In Jurgen Habermas’ book The Structural Transformation of
the Public Sphere, he delivers
the inciting idea for the creation of a public sphere, a place where
individuals come together to claim the space that contains their existence. According to Habermas:
“The bourgeois public sphere may be
conceived above all as the sphere of private people come together as a public;
they soon claimed the public sphere regulated from above against the public
authorities themselves…The medium of this political confrontation was peculiar
and without historical precedent: people’s public use of their reason (27).”
While
Habermas was using this example of the creation of the public sphere in regard
to an emerging economic model, it has relevance to the emerging model of gay
marriage.
Twenty years ago the idea of gay marriage
seemed nearly impossible; Americans were, by and large, historically
homophobic: not any more. With all of the discourse that has emerged in the
public sphere on the topic of not just gay rights but also gay marriage, public
opinion is certainly being changed. Where, in the past, there was no public
space for homosexuality to exist without persecution, the gay rights movement
has carved out a plot for the movement to grow from. This has led to same-sex
partner rights, to military inclusion, to civil unions, and now the right to
marry in some states. All of this has been achieved not through violence on the
part of the oppressed, but through what Habermas has adroitly called
reason.
In an article from the Huffington
Post titled, Gay Marriage Poll: More Americans Support Marriage Equality by Alana Horowitz, she gives evidence that
people are opening their minds to a concept that, previously, had been
significantly demonized. According to Horowitz,
The poll,
released by POLITICO and George Washington University, showed that, out of
1,000 likely voters, 40% of respondents said they support marriage equality.
30% said they supported civil unions and 24% said they didn't think same-sex
couples should be able to enter any type of legal union.
Even more
telling, perhaps, is how many people--1 in 5--have changed their minds on the
issue. This poll lends support to a growing trend that people are evolving on
gay rights.
Another important finding is the
discrepancy between young and older voters which it comes to the rights of
same-sex couples. 63 percent of 18-to-29-year-olds backed same-sex marriage,
while only 36 percent of voters from 30-59 said they supported it.
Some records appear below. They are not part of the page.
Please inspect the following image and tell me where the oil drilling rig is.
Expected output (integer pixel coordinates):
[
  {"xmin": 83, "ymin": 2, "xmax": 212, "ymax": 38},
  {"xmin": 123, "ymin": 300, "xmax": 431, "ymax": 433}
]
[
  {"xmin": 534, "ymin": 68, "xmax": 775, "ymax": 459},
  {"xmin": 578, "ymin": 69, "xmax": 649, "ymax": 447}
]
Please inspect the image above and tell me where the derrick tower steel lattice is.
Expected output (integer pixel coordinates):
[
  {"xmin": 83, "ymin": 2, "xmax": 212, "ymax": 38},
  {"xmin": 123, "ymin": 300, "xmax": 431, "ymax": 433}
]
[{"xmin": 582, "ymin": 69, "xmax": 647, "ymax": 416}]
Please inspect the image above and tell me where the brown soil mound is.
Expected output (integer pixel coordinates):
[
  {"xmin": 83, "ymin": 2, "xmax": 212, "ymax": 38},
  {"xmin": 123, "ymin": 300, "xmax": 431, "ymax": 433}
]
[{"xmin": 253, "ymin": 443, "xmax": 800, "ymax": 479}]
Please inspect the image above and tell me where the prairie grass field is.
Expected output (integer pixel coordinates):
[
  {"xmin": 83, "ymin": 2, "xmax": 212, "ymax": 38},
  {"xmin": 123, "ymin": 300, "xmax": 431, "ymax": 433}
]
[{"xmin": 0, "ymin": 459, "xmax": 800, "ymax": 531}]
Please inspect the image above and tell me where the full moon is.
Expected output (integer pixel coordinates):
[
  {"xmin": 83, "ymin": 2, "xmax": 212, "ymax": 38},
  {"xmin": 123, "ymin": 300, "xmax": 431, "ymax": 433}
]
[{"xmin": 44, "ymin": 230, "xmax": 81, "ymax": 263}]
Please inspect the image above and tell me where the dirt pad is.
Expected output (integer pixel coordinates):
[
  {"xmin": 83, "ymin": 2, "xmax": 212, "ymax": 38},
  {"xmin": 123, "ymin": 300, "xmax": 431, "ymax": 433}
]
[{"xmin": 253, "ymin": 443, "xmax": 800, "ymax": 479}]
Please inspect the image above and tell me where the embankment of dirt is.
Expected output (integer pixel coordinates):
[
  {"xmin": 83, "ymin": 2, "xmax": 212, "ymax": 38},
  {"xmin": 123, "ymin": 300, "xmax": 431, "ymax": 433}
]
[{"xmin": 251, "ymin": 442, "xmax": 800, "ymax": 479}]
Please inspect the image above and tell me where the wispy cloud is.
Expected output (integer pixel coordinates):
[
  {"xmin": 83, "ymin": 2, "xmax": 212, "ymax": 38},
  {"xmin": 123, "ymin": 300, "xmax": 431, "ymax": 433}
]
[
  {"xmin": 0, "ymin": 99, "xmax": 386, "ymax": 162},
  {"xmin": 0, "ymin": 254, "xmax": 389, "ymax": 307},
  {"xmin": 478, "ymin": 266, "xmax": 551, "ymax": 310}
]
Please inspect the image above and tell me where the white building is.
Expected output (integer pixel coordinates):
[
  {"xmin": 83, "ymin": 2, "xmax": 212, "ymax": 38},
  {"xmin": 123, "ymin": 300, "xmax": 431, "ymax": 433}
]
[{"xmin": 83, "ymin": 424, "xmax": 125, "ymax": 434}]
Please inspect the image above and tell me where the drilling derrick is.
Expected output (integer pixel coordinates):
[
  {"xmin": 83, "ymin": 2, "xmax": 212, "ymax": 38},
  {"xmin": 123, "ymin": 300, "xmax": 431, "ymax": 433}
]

Only 30% of
seniors said they thought LGBT couples should be able to marry (1).
The
Constitution is working hard for the marginalized and disenfranchised Americans
in ways many may have previously thought unimaginable—certainly those who
drafted the Constitution.
The public mind has been changed, and so
too, the public space has changed with it. This change is positive in that it
has healed a divide in our society and has not taken any rights away from
others to gain this equality; it has merely brought our nation more into
balance.
Works Cited:
Horowitz,
Alana. Gay Marriage Poll: More Americans Support Marriage Equality.
Huffington
Post. 12/09/2012. http://www.huffingtonpost.com/2012/12/09/gay-marriage-poll_n_2267594.html
Habermas,
Jurgen. The Structural Transformation of the Public
Sphere.
Cambridge,Mass: MIT Press. 1991. Print.